Tl;dr: Don’t be so sure that a “verified” checkmark means you’re engaging with the real deal. This is a major Web3 user vulnerability. We share our discovery, and suggest potential ways to fix it.
As part of our ongoing research in blockchain security, we have taken a deeper dive into the security of connecting to web3 dapps. Dapp connections are often the achilles heel of Web3 security, as many times attackers trick their victims into connecting to rogue dapp’ web2 interfaces.
During this research, we identified a popular wallet that was misinterpreting some fields in WalletConnect, the leading standard for mobile wallet connection to dapps, putting its users at greater risk to such attacks. We have since responsibly disclosed the issue to the vulnerable wallet, and they have fixed that issue.
In this blog, we will explain the issue in detail, demonstrate its implementation by the vulnerabile wallet, and share some practical security recommendations any user can follow to watch out for similar pitfalls.
The Web3 Triangle: Web2 interfaces and WalletConnect
Web3 allows users to perform complex operations by sending on-chain transactions to Smart Contracts through dapp. For example, users can send a transaction to exchange a certain asset for another asset under some requirements (e.g. rate has not deviated). But how would the user know how to code this complex message, which is not standard, and changes between different dapps?
To solve that, Dapps have a web2 interface that sends properly formatted transactions to the wallet, such that the wallet’s owner can send them. This connection between the wallet and the Dapp’s interface is currently implemented mostly via either browser extension or WalletConnect for mobile wallets.
With WalletConnect, users scan a QR code with their wallet to create the channel between the wallet and the dapp. The dapp sends some information about itself (e.g. name, icon) and following that all kind of messages to be signed. Learn more about this process here.
Obviously if the dapp sends malicious messages and the user signs them, many bad things can happen. For example, the dapp can send a message that transfers all of the users’ funds to some address.

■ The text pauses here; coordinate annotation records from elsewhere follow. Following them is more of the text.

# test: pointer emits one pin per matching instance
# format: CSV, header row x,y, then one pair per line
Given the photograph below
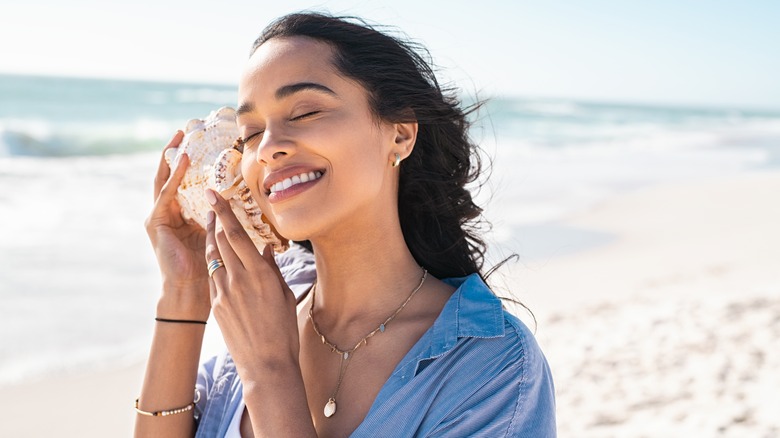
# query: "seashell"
x,y
216,164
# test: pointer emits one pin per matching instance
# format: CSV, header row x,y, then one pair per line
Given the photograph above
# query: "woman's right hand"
x,y
179,246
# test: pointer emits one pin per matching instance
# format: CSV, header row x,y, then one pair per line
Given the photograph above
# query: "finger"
x,y
163,170
212,253
233,231
168,191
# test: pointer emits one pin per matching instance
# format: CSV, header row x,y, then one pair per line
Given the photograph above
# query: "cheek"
x,y
251,171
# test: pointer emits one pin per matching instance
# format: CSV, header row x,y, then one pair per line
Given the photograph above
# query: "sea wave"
x,y
39,138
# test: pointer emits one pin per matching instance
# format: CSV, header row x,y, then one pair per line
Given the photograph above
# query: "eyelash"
x,y
241,142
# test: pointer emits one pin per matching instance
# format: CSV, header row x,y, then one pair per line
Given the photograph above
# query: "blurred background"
x,y
636,176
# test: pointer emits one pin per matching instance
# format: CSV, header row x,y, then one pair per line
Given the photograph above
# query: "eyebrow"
x,y
286,91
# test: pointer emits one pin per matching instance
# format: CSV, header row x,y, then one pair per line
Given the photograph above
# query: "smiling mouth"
x,y
295,180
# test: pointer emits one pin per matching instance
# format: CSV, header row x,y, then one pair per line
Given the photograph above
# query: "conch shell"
x,y
216,164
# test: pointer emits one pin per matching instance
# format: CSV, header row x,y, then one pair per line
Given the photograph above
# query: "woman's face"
x,y
315,157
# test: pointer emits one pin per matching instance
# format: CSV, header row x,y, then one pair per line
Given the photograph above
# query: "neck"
x,y
362,277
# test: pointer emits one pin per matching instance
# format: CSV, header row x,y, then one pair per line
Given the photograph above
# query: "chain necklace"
x,y
346,355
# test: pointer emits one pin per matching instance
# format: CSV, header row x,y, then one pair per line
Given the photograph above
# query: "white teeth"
x,y
294,180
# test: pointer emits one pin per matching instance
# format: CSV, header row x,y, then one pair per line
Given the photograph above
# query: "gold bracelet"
x,y
171,411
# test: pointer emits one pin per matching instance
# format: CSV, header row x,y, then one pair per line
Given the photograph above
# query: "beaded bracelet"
x,y
164,413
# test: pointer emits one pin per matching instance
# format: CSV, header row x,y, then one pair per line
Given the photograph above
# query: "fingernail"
x,y
211,197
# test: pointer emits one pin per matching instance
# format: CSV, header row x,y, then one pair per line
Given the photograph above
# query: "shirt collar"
x,y
473,311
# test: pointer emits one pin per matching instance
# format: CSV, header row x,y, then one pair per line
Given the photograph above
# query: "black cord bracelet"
x,y
181,321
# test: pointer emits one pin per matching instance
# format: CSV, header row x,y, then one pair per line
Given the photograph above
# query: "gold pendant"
x,y
330,408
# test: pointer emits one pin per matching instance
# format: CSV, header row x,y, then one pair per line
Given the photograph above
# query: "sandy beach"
x,y
672,328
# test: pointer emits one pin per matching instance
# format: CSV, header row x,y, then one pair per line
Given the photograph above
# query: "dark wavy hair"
x,y
439,219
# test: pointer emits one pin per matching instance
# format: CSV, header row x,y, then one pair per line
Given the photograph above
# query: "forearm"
x,y
276,400
169,382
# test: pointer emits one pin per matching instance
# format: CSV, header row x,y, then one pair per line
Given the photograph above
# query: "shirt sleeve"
x,y
298,269
517,401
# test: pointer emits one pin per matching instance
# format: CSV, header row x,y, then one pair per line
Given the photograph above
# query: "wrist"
x,y
183,307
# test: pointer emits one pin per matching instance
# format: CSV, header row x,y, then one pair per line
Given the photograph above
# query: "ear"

Therefore, it is important for users to work with trustworthy interfaces. Conversely, attackers try to masquerade as trustworthy dapps in order to trick innocent users.
It’s very tempting to solve the problem of dapp trustworthiness by reassuring users they are interacting with “the right” dapp based on the data passed by WalletConnect. And that’s exactly what a popular mobile browser did. When they get the URL (“address”) of the dapp from WalletConnect they present a blue checkmark, in case it’s a known site.

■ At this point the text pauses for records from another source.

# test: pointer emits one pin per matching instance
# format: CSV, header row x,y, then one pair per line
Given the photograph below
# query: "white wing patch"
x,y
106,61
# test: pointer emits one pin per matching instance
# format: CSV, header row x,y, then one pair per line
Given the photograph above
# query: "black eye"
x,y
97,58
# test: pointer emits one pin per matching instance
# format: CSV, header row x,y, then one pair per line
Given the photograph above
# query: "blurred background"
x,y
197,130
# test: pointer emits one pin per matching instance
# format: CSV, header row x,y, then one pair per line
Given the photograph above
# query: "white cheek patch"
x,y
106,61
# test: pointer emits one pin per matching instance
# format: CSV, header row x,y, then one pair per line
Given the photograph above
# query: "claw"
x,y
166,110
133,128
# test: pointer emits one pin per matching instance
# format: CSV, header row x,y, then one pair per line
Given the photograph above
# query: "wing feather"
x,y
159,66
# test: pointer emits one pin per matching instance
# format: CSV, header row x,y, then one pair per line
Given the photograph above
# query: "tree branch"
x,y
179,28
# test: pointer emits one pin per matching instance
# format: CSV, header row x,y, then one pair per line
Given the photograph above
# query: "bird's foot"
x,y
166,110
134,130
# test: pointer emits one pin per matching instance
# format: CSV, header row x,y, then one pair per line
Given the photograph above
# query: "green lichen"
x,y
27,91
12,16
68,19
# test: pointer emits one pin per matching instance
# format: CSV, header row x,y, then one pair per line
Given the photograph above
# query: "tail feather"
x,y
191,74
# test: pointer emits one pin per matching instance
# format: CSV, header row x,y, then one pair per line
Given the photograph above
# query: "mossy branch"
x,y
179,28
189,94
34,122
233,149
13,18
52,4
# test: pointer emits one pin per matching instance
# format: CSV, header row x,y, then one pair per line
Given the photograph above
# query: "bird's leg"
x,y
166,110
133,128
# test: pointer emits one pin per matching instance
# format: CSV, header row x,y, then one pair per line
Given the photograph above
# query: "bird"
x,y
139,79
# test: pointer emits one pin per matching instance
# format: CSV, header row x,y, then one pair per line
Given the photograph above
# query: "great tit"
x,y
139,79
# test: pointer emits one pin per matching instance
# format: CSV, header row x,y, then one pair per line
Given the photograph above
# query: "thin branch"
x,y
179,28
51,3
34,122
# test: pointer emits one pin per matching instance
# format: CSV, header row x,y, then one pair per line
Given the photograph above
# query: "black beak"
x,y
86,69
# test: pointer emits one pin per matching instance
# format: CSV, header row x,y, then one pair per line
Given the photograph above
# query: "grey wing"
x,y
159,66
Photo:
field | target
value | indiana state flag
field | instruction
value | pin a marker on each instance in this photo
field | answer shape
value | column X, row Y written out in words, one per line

However, WalletConnect data is sent by dapp and cannot be validated by WalletConnect. Therefore, a rogue Dapp can claim it’s actually a well known Dapp (e.g. “OpenSea”) and this popular wallet’s users will be even more reassured that they are interacting with the real “OpenSea” dapp. After all, it has a blue checkmark!
This is exactly what we had demonstrated in the following video:
We had shared our findings with the wallet, and they were very responsive in correcting this unsafe behavior (see https://github.com/rainbow-me/rainbow/pull/3304 )
Users should verify on their browsers that they’re accessing the “right” dapp and not a phishing one. They can do so by
- Verifying the site address in the address bar is as expected
- The website should be served over SSL (padlock icon is present)
Additionally, users should use wallets that offer some extra layers of protection against rogue dapps, such as ZenGo’s ClearSign!
Always stay alert and take steps to make your web3 journey safer!